Characters from radio comedy The Goon Show

Henry Crun and Minnie Bannister are two characters
from the 1950s United Kingdom radio comedy series The Goon Show. Crun and Min were performed by Peter Sellers and Spike Milligan respectively.

They are both elderly and often play significant roles in the story, frequently in occupations for which they seem ill-suited, such as the crew of a lifeboat, lighthouse keepers, Head of MI5, or the staff of the East Acton Volunteer Auxiliary Civilian Fire Brigade. "Modern Min" is a fan of modern, sinful dancing and music and her music drives Henry wild, whether playing Paganini on the soup spoon while stirring soup with a violin, flirting with George Chisholm's trombone or performing on the saxophone. In the episode "The Dreaded Batter Pudding Hurler" Henry introduces her as "Minnie Bannister, the world-famous poker player - give her a good poker and she'll play any tune you like."

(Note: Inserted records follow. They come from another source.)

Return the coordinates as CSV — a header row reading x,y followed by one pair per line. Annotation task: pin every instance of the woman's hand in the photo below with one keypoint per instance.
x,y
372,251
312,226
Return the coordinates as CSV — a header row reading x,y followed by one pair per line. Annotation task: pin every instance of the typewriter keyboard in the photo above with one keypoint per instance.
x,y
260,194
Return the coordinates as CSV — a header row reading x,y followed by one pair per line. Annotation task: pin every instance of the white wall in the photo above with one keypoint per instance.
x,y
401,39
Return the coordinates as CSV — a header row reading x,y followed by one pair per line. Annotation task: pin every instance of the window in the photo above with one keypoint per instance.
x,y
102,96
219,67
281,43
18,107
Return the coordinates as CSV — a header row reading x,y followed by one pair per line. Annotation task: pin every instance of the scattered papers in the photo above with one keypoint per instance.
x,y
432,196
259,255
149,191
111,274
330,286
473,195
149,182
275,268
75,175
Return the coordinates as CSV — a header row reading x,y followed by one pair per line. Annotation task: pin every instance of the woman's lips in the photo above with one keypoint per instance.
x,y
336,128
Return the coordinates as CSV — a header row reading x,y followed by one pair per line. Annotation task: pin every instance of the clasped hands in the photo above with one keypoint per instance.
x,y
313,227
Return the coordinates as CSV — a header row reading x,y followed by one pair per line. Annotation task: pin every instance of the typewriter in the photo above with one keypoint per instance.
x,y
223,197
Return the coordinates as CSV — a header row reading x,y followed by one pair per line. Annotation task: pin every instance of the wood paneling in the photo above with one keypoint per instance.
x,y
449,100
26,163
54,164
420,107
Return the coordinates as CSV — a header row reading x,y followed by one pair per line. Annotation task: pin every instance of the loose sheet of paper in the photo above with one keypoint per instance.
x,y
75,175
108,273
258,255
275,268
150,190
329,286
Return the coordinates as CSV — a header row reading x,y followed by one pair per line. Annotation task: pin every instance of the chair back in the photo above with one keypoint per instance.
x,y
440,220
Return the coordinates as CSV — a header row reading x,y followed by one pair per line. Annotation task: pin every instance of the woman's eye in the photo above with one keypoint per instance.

Crun is extremely jealous of Major Bloodnok because of a past romance between Bloodnok and Minnie. Crun is unable to do anything about this, however, because he and Bloodnok are both played by Peter Sellers. In the episode "The Evils of Bushy Spon" he manages to confront Bloodnok by appearing on a gramophone record.

Both Crun and Minnie would often welcome others by repeatedly saying, "Morrrrrning!" Another of Crun's catchphrases was "You can't get the wood, you know ...". Minnie's catchphrase is "we'll all be murdered in our beds", and often refers to other characters as 'buddy'. It is also strongly insinuated that she has a weakness for alcohol and things it wouldn't be safe for humans to drink, like rubbing alcohol and spirit gum and has a tendecy to pepper her conversations with random high-pitched sounds, scat singing and vocal percussion. They have many ways of taking a long time to answer the door, such as a humorous sketch when FX make it sound as if Minnie is walking down several long flights of stairs. This goes on for about a minute, until Henry says "I can't understand it, we live in a bungalow!"

In a drawn-out gag in "The Affair of the Lone Banana" Henry Crun asks Neddie Seagoon for many details, usually more than once, asking him to spell everything and even falling asleep before saying; "it's no good, I'll have to get a pencil and paper and write all this down."

In "The Dreaded Batter Pudding Hurler of Bexhill-on-Sea", they survive both German and British bombing after lighting a match to see a batter pudding that had been hurled at Minnie.

In the episode "The Macreekie Rising of '74", Sellers had to do the voice role of Minnie Bannister in Milligan's absence.

==Spin-offs==
Jef Raskin once ran a technical-writing firm called Bannister & Crun, which produced manuals for computers and software and which eventually became the Publications Department at Apple.